Nashville’s Disallowed Goal Could Decide the Stanley Cup Final
With a combined straight-up record of 19-4 when scoring first this postseason, the Pens and Preds understand better than anyone just how important it is to get on the board . Margins in a seven-game series are incredibly tight and the momentum gained from scoring an icebreaker, particularly one on the road, can be a huge boost.
Nashville thought they had done just that in Game 1 when P.K. Subban beat Matt Murray with a wrister to temporarily make the score 1-0 but it wasn’t to be. Mike Sullivan’s bet to challenge this Filip Forsberg had been offside earlier on the drama that Subban scored on paid off and the Preds’ target — as well as all of Nashville’s momentum — was erased.
The Penguins went on to score the next 3 goals of the match to have a 3-0 lead and, eventually, the Game 1 win.
How massive was win? Well, when you consider that since 2002 the home team is 9-1 straight up in Game 2 after winning Game 1, it becomes emphatically clear just how significant that overturned goal could be to the outcome of the sequence.

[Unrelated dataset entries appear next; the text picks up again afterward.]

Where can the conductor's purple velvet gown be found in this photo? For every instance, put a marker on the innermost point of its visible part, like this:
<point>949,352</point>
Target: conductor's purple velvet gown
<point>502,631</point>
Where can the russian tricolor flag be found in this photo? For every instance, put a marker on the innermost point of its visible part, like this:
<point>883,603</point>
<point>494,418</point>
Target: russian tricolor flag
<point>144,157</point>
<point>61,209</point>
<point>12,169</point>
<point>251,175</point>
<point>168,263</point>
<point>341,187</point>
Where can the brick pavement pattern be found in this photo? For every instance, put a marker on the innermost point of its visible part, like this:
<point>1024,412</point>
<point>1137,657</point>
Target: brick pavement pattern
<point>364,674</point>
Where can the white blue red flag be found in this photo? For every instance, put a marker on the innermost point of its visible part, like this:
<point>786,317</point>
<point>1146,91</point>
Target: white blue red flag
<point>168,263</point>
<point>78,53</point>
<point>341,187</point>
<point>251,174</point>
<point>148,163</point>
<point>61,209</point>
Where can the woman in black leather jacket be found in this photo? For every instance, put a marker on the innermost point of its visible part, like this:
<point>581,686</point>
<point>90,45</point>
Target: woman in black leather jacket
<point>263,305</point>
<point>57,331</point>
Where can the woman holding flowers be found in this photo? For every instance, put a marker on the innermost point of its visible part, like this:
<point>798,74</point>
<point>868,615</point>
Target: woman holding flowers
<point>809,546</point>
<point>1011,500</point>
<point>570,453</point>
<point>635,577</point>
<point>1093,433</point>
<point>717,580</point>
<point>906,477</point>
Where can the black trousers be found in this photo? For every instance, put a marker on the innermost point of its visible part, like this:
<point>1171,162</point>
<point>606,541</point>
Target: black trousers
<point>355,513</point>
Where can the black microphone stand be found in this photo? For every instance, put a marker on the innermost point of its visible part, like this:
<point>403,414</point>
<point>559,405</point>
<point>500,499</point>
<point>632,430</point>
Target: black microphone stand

Here are such Game two results:I am not here to argue whether the drama was offside — it probably was — I’m just trying to paint an image of how catastrophic that drama was to Nashville’s Stanley Cup hopes.
When the home team wins Game 1 of the Stanley Cup final, they move on to win it about an 85% clip and although I don’t believe the Preds are lifeless, the task they face is a mountainous one that not many teams in the background of the NHL have managed to summit.
Offside reviews are a book idea but as we’ve seen over and over again in the almost unlimited examples across the major North American sports-scape since reviews and challenges were introduced, stopping activity to see whether someone infracted a seemingly benign rule by an issue of millimetres can change a game’s momentum drastically and alter a group’s fortune for the worse.
As somebody who writes about, examines and bets on sports, Subban’s disallowed goal has left me with a sick feeling in my gut and I’m firmly in the camp that’s suggesting we make offside testimonials go the way of the FoxTrax glowing puck. Technological advances aren’t always great for the match — or even the viewer — which red and blue blunder by Fox was a clear illustration of why that’s true.
We’ll see what the Preds are really made of in Game 2 on Wednesday. If their play in the next period on in Monday’s series opener is any indication, they are more than up for the challenge and have a fantastic shot to beat the odds and ship this best-of-seven back into Smashville tied at ones.